Обыватель, обывшись в быту, день к дню проникается фетишизмом ощупей и зримостей. Сначала, покупая вещи, он думает, что о н приобрел вещь: потом оказывается, что вещи приобрели в собственность его. И получается: не утварь у твари, а тварь у утвари. Человек из быта не верит в бытие, с его триадой Бога, бессмертия и души; подозрителен и к миру чистого б ы , заселенного фантазиями, но крепко верует в реальность своих трех комнаток, в тело жены и в штемпеля на «виде». Вечности человек из быта чужд, но время с любовью прячет под золотую крышку карманных часов, фетишистски одаряя его мелкими подвесками. Быт, формулируя кратко, — это явление, играющее в вещь; мнимость, притворяющаяся реальностью; бессильные тени, пробующие хоть контурами поподражать подлинным вещам. Таким образом, быту, собственно, театра и не надо бы. Но театр именно в нем и отдельно от него — выпочковываясь — возникает, так как быт есть мнимость, не хотящая быть мнимой, отрекающаяся от себя самой.

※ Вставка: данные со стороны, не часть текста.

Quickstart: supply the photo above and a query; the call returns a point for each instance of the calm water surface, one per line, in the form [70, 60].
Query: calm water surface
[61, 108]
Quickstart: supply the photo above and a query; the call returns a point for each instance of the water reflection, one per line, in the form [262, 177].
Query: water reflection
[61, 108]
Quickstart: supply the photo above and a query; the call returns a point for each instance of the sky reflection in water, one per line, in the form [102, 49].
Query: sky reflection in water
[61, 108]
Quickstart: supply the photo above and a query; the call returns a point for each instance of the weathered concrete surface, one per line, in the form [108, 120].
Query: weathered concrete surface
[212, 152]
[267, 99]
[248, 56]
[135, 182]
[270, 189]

Быт боится театра, так как театр изобличает его в кровном родстве с ним. Кстати: в состав папье-маше (материл макета) входит кровь и бумага: это дает папье-маше некоторую претензию на жизнь. Желая обезопасить себя от напоминания мнимости, локализовать свою нереальность, быт строит среди своих домов особый дом с надписью «театр», наивно думая, что сквозь безоконные стены его театру далее «театра» не просочиться.
2
Быт
18
19
Если быт есть игра в бытие, то прячущееся по темным безоконным коробкам бы — есть игра в быт: то есть игра в игру. Как живущие вблизи грохота Ниагары вскорости перестают слышать ее шум, так и живущие среди ничего не говорящих слов вскоре перестают замечать, что слова ничего не говорят и втягиваются в промен — слов на слова. Дыша кислородом, мы не ощущаем его никак: нужно удвоить показатель его коэффициента, взять не смесь кислорода с азотом, а так называемую закись азота (N2O), чтобы ощутить «веселящее» его действие. Так и коэффициент игры должен быть удвоен, она должна быть дана вдвойне, чтобы сознание сказало: театр.